Although it is possible to improve the strength and stiffness of a variety of polymer matrices by introducing nanotubes, the full promise of the properties of individual nanotubes has not yet been realised. There are a number outstanding issues that need to be tackled, including dispersion, alignment and 'waviness' of nanotubes, stress transfer, and the possibility of internal failure. In any caser, large volume, CVD-type nanotubes do not, as yet, have optimal properties. Nevertheless, there are immediate opportunities to reinforce fine structures where conventional fillers cannot be physically accommodated. The image to the left [coming soon] shows a nanofibre-reinforced PEEK fibre, a system in which strength, stiffness and wear properties can be improved, using a filler that is actually cheaper than the matrix polymer. We are exploring similar strategies using nanotubes to reinforce polymer foams and the matrices of conventional fibre composites. By growing the nanotubes onto the surface of conventional primary fibres, we create a hierarchical composite with an optimal orientation of the nanofiller, to tackle the critical weaknesses of conventional composite materials.

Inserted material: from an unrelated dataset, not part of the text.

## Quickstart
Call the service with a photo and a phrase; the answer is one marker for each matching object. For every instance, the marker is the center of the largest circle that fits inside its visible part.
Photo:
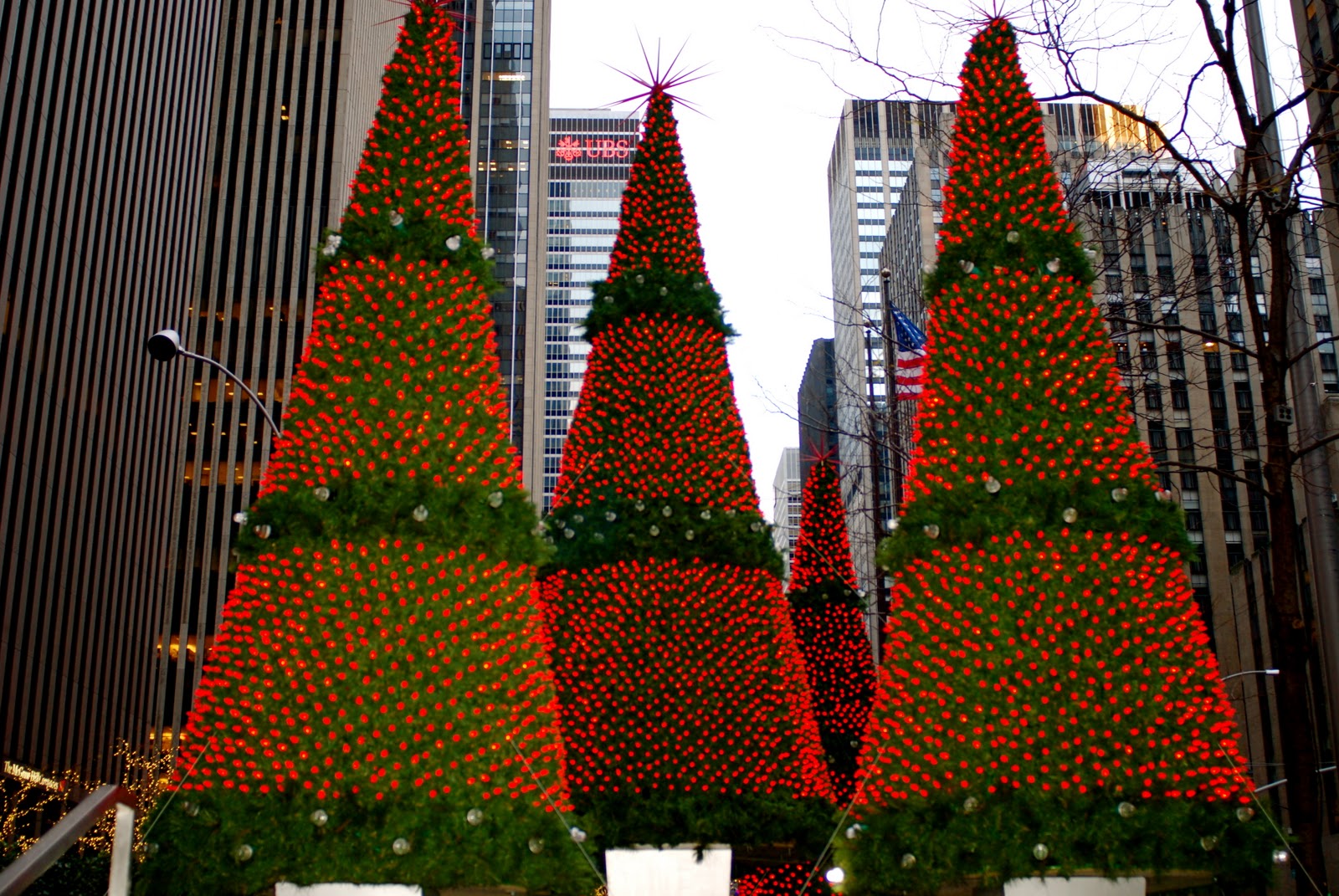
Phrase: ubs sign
(573, 149)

One complication of studying nanotubes in thermoplastics is that the presence of the nanotubes can affect the morphology of the polymer.  It is important to take such effects into account when interpreting the results of nanocomposite studying. The effects may vary from retardation or acceralation of crystal nucleation to changes in crystal form, depending on the exact system and processing conditions.  The micrograph on the right [coming soon] shows a region of altered crystallinity next to a nanofibre in a melt-drawn polypropylene film.